Designed by a group of Project H volunteer designers, the Learning Landscape is a scalable grid-based system for elementary math education. Using the Kutamba AIDS Orphans School in southern Uganda as a case study and a pilot program, industrial designers Heleen de Goey, Dan Grossman, Kristina Drury, Neha Thatte, and Ilona de Jongh conceived of ten math games to be played within a grid. Because math is universal, the system can be applied in any country, using any language for instruction, and can be tailored to a range of skill levels.
The Kutamba AIDS Orphans School, built by Matthew Miller in partnership with Architecture for Humanity, served as the case study and initial pilot installation of a playground-sized version of the system. The four-by-four grid was constructed using reclaimed tires, and a simple sand box structure. Each of the tires marks a point on the grid, and can also be used as outdoor classroom space when coupled with the integrated bench system. Numbers can be written directly onto the tires with chalk for game play.
The ten games teach concepts including addition, subtraction, multiplicaiton, and division, as well as spatial and logical reasoning through individual and team-based competition. In Match Me, for example, students form two teams. The teacher calls out a math equation, and one student from each team compete against each other to solve the equation, then locate the tire with that number on it, sitting atop the correct tire. The team member who finds the tire first returns to the team’s line. The team with whose players remain in the line the longest wins.

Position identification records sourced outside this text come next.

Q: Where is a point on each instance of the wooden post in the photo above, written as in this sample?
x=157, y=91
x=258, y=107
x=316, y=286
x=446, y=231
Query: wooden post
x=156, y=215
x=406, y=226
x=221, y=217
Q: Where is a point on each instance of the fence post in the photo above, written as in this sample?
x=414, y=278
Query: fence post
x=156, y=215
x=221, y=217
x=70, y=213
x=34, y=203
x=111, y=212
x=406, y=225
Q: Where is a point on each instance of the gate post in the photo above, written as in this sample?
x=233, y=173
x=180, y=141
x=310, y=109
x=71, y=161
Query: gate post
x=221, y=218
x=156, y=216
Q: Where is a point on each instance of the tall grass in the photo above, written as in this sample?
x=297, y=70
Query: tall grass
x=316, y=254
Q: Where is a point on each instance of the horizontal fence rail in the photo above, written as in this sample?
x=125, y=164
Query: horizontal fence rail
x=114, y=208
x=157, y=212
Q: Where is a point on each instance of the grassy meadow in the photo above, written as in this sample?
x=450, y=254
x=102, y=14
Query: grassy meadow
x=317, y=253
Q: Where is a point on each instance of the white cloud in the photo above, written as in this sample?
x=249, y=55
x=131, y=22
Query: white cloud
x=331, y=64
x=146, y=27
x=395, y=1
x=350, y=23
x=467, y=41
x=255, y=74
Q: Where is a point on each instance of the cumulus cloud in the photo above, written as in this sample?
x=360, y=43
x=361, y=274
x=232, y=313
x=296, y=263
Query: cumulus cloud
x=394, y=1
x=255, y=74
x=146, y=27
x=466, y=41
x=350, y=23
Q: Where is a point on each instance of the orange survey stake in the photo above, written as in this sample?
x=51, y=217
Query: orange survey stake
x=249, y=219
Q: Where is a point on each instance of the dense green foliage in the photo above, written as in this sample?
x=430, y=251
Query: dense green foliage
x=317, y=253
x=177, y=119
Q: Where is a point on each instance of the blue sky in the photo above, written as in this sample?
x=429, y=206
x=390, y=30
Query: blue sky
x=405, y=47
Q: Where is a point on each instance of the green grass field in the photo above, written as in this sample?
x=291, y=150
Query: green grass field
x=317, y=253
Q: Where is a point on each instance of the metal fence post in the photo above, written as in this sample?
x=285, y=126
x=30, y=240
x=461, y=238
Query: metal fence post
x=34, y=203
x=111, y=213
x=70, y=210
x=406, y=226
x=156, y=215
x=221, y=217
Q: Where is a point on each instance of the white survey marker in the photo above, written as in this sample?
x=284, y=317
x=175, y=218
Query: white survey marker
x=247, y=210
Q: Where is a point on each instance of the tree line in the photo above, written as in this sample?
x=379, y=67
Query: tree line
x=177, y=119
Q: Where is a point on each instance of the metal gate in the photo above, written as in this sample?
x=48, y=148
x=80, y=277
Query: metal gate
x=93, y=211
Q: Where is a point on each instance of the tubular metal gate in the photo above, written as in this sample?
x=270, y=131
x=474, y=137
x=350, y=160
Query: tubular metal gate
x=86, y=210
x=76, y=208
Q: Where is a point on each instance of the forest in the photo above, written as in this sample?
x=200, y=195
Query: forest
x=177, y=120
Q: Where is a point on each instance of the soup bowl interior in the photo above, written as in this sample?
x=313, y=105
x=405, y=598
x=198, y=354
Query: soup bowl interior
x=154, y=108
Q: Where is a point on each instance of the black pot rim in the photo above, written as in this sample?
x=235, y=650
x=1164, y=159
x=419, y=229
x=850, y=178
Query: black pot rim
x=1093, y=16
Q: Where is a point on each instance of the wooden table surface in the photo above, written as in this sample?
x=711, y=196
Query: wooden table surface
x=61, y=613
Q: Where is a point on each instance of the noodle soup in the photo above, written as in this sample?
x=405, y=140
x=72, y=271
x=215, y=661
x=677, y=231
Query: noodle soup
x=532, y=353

The Learning Landscape, though realized as a playground in its pilot installation, is a universal system that can be used at a variety of scales. Project H has continued its adaptation of the system, developing a product-sized version for in-classroom tabletop use based on the same grid games. The systems-approach, rather than object-approach, lends itself to a solution that is both universal and adaptable for specific contexts.